Embracing Diversity of Opinion



After a short week of recovering from the National Obesity Summit, I very much enjoyed the many passionate and provocative comments to yesterday’s tongue-in-cheek post – I am grateful for all responses and there’s nothing like passion and discourse to keep things interesting.

As far as diversity of opinions is concerned, there was certainly no shortage of that at the Summit.
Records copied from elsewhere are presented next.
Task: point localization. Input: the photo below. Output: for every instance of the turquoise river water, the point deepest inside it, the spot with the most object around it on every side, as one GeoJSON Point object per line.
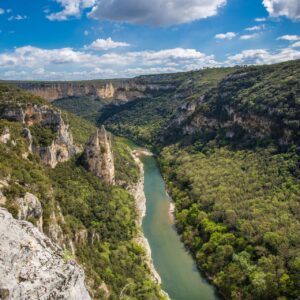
{"type": "Point", "coordinates": [180, 278]}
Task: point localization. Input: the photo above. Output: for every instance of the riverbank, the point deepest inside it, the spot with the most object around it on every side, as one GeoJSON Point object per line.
{"type": "Point", "coordinates": [140, 201]}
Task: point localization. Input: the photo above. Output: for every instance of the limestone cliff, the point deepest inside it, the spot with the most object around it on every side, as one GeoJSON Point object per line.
{"type": "Point", "coordinates": [62, 147]}
{"type": "Point", "coordinates": [117, 91]}
{"type": "Point", "coordinates": [32, 267]}
{"type": "Point", "coordinates": [30, 207]}
{"type": "Point", "coordinates": [98, 156]}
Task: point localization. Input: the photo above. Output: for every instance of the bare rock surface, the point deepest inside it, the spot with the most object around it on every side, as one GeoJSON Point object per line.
{"type": "Point", "coordinates": [62, 147]}
{"type": "Point", "coordinates": [32, 267]}
{"type": "Point", "coordinates": [30, 206]}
Whether this was in the ‘building trust’ workshop where participants vehemently and decidedly agreed to completely disagree (I recall the odd shouting match or two), to the full-day workshop of the Québec Charter for a Healthy and Diverse Body Image, that featured speakers like Gail McVey, one of Canada’s leading researchers on the negative impact of unhealthy size obsession on body image and eating behaviours, which certainly provided a very different view of the obesity problem and possible solutions to Summit attendees.
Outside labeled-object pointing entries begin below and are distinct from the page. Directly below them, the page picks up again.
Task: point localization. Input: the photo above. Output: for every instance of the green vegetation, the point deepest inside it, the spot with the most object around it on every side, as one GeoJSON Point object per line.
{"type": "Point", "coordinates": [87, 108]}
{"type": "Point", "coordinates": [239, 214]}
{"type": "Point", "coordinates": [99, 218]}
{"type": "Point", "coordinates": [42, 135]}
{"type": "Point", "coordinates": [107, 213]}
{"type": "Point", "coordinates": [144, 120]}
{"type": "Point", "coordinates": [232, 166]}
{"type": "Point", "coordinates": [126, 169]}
It is also the only obesity conference that I have ever been to, where the booths of the Public Health Agency of Canada and Québec’s Coalition Poids were right besides booths displaying the latest in bariatric surgical technology.
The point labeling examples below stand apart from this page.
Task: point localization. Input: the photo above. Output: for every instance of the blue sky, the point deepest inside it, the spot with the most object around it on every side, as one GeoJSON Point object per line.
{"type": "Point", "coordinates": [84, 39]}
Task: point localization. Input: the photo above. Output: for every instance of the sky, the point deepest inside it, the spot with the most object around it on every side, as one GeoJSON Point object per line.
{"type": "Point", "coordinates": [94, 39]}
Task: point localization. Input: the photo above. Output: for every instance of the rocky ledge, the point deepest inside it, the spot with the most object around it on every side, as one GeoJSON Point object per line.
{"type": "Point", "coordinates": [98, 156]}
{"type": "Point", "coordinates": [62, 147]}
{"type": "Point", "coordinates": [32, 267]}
But if that is not enough evidence of diversity, I strongly recommend reading this TweetReach Report, which summarizes the almost 500 tweets that reached almost 80,000 people for a total of 350,000 impressions.

This is what I call fostering diversity and dialogue.

I am with Edward de Bono on this one: “Argument is meant to reveal the truth, not to create it.”

Or, as a management pundit once told me – if two members on your team completely agree on everything, it’s time to fire one of them!